Dólar fecha junho em alta de 2,38% apesar de leve queda diária, mercado de olho nos EUA e tensões fiscais

Dólar encerra junho com valorização acumulada, mas mostra cautela em dia de baixa pontual
O dólar registrou uma leve queda nesta terça-feira (30), fechando o dia cotado a R$ 5,16. Apesar do recuo pontual, a moeda americana acumulou uma valorização de 2,38% ao longo do mês de junho, refletindo um cenário de incerteza e um comportamento alinhado a outras divisas emergentes frente ao dólar. A sessão foi marcada pela rolagem de contratos futuros e pela disputa pela taxa Ptax, mas as oscilações ocorreram em margens estreitas.
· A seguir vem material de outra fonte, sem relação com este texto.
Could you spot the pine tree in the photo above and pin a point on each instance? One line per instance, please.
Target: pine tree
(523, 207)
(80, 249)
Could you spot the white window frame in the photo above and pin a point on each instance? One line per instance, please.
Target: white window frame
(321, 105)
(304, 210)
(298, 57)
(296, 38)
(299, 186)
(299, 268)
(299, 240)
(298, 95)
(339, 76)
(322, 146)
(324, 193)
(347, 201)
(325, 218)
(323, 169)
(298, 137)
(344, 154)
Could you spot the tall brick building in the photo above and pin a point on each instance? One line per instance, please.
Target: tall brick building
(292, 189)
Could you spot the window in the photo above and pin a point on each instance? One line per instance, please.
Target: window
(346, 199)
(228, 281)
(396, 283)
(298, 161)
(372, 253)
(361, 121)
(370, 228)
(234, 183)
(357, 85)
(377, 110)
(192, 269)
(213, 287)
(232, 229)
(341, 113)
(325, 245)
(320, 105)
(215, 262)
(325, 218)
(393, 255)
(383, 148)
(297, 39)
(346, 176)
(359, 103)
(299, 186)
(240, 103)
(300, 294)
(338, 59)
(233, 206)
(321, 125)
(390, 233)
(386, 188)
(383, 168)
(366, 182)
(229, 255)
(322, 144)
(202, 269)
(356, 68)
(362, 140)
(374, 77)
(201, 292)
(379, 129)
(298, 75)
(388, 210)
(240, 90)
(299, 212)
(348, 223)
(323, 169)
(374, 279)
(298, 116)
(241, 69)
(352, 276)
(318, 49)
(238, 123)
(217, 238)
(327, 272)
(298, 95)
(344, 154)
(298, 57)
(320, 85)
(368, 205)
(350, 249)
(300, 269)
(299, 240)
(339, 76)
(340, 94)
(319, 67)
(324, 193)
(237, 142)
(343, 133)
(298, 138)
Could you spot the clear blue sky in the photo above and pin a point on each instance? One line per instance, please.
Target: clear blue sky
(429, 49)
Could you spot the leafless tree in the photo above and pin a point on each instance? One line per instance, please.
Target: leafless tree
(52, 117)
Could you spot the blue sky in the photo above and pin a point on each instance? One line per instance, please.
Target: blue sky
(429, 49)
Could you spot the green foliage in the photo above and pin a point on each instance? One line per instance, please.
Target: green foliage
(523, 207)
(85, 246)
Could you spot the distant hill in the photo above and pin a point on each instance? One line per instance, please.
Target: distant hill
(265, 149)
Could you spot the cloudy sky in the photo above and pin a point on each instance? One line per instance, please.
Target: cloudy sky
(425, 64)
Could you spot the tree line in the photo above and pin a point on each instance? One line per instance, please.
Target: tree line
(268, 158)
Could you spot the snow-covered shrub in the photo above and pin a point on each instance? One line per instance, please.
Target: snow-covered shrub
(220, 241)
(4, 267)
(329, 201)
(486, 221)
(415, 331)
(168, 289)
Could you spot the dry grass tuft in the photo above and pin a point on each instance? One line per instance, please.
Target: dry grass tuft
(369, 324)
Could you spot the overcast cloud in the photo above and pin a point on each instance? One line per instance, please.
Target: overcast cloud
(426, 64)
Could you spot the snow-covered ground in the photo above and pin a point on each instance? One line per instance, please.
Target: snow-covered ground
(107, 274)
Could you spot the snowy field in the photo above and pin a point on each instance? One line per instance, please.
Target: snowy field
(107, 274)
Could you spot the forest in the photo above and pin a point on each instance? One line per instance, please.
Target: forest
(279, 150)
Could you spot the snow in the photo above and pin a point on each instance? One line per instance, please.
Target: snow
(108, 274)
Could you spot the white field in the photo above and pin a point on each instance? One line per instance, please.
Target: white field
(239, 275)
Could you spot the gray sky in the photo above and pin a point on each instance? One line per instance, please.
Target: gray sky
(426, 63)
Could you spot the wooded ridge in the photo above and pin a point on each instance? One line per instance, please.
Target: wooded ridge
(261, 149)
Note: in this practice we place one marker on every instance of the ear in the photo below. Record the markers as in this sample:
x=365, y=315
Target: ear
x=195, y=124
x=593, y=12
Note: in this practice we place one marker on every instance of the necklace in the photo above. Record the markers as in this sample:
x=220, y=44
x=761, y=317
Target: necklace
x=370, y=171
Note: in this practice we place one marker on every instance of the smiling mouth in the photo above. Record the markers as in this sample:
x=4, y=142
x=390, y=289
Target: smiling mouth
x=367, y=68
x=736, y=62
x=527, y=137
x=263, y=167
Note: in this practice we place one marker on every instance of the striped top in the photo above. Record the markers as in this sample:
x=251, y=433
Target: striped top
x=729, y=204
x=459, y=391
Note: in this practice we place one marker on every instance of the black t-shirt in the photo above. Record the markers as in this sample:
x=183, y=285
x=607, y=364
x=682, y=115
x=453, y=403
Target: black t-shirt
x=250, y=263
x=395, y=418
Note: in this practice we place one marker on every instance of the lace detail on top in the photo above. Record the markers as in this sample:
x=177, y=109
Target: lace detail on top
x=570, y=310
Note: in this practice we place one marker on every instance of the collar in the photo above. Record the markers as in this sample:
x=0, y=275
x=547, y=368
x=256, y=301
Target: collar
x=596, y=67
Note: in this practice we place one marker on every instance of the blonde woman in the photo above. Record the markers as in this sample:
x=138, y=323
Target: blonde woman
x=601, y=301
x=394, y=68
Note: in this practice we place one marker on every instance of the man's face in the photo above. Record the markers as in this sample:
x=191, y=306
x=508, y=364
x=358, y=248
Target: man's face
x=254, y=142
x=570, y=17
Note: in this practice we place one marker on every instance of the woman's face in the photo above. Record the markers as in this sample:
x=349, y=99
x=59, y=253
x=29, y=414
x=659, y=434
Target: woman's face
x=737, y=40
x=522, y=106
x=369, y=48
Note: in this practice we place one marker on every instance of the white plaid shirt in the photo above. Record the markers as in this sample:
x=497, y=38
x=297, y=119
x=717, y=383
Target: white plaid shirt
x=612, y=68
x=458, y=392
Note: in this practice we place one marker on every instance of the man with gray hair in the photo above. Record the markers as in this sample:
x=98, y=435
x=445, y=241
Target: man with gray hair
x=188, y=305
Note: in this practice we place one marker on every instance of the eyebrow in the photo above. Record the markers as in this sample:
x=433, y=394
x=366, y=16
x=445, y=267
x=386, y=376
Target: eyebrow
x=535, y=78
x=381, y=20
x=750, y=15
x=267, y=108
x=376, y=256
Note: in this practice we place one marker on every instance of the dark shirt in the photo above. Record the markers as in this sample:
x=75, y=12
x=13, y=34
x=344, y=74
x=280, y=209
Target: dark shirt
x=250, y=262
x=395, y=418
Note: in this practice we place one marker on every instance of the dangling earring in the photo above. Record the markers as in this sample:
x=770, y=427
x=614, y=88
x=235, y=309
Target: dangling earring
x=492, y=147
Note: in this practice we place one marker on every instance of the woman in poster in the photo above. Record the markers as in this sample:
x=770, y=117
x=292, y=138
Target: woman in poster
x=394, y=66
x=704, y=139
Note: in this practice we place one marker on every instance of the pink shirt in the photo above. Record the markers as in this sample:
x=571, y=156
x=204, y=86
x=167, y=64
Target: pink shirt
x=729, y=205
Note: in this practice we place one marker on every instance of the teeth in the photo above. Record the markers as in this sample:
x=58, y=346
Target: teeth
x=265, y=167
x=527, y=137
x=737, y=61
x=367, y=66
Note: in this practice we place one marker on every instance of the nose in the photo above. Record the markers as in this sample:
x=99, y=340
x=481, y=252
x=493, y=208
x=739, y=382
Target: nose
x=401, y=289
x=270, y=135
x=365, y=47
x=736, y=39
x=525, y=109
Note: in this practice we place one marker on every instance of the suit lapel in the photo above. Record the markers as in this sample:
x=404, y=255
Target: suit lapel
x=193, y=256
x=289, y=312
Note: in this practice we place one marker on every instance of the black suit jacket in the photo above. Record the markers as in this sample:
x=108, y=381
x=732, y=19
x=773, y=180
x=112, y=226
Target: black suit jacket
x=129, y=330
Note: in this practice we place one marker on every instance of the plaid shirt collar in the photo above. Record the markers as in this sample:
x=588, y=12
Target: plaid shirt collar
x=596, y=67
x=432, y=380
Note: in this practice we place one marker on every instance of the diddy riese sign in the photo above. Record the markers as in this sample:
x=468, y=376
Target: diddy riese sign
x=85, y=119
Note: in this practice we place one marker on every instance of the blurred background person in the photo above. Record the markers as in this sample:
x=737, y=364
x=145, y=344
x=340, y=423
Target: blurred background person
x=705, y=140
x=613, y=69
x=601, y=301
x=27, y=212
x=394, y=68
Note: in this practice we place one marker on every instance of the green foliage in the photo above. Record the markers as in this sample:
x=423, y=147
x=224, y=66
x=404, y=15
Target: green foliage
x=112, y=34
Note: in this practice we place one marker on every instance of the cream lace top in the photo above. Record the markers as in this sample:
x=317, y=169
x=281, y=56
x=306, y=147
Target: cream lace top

Operadores do mercado financeiro indicam um ambiente de cautela, com menor apetite por negócios após a recente desvalorização do real. Fatores como o aumento dos ruídos políticos e fiscais, em meio ao calendário eleitoral, e a expectativa por dados do mercado de trabalho americano, que podem influenciar as decisões futuras do Federal Reserve (Fed), contribuem para essa postura.
A economista-chefe do Ouribank, Cristiane Quartaroli, avaliou o dia como uma correção técnica, onde o real buscou recuperar parte das perdas recentes. Ela observou que a moeda brasileira acompanhou o movimento da maioria das divisas emergentes. Conforme apurado pela Broadcast, sistema de notícias em tempo real do Grupo Estado, o dólar operou em leve baixa na maior parte do pregão, após ter atingido uma máxima de R$ 5,2017.
Fatores Locais e Globais Influenciam o Comportamento do Dólar
Sergio Goldenstein, sócio-fundador da Eytse Estratégia, destacou que junho foi um mês de alta global para o dólar, impulsionado por dados econômicos fortes nos Estados Unidos e pela mudança nas expectativas sobre a política monetária americana. Ele apontou que o real, que apresentava uma performance relativa melhor no ano, sofreu mais que outras moedas emergentes devido a fatores domésticos.
Goldenstein mencionou a piora nos termos de troca, com a devolução da alta do petróleo, e o aumento das preocupações fiscais com as medidas do governo. A percepção de uma probabilidade maior de reeleição de Lula também contribui para a manutenção da atual política econômica, o que impacta a percepção de risco.
Petróleo e Dólar Index: Indicadores de Mercado em Junho
As cotações do petróleo recuaram em junho, fechando o mês com uma perda de cerca de 20%, influenciadas por negociações de paz e pela normalização do fluxo no Estreito de Ormuz. Apesar disso, a commodity ainda registra um avanço superior a 20% em 2026. O Dólar Index, que mede o desempenho da moeda americana contra uma cesta de seis divisas fortes, pouco se moveu, terminando o mês com valorização superior a 2%.
Expectativas para o Futuro: Payroll e Política Monetária Americana
Goldenstein vislumbra uma possível recuperação do real, caso o dólar perca força no exterior. O principal indicador da semana será o relatório de emprego (payroll) dos Estados Unidos, a ser divulgado nesta quinta-feira (2). Na terça, o relatório Jolts mostrou um aumento nas aberturas de postos de trabalho nos EUA em maio, acima do esperado, o que pode reforçar a expectativa de altas nos juros pelo Fed.
Se o payroll vier forte, consolidará o cenário de altas nos juros. Dados mais fracos, por outro lado, poderiam levar o mercado a reduzir a precificação de aumentos de juros, abrindo espaço para a depreciação do dólar, um cenário favorável para o real. Conforme análise do Citi, a expectativa de preços de petróleo mais baixos e o quadro fiscal doméstico podem levar a uma taxa de câmbio de R$ 5,30 no fim de 2026.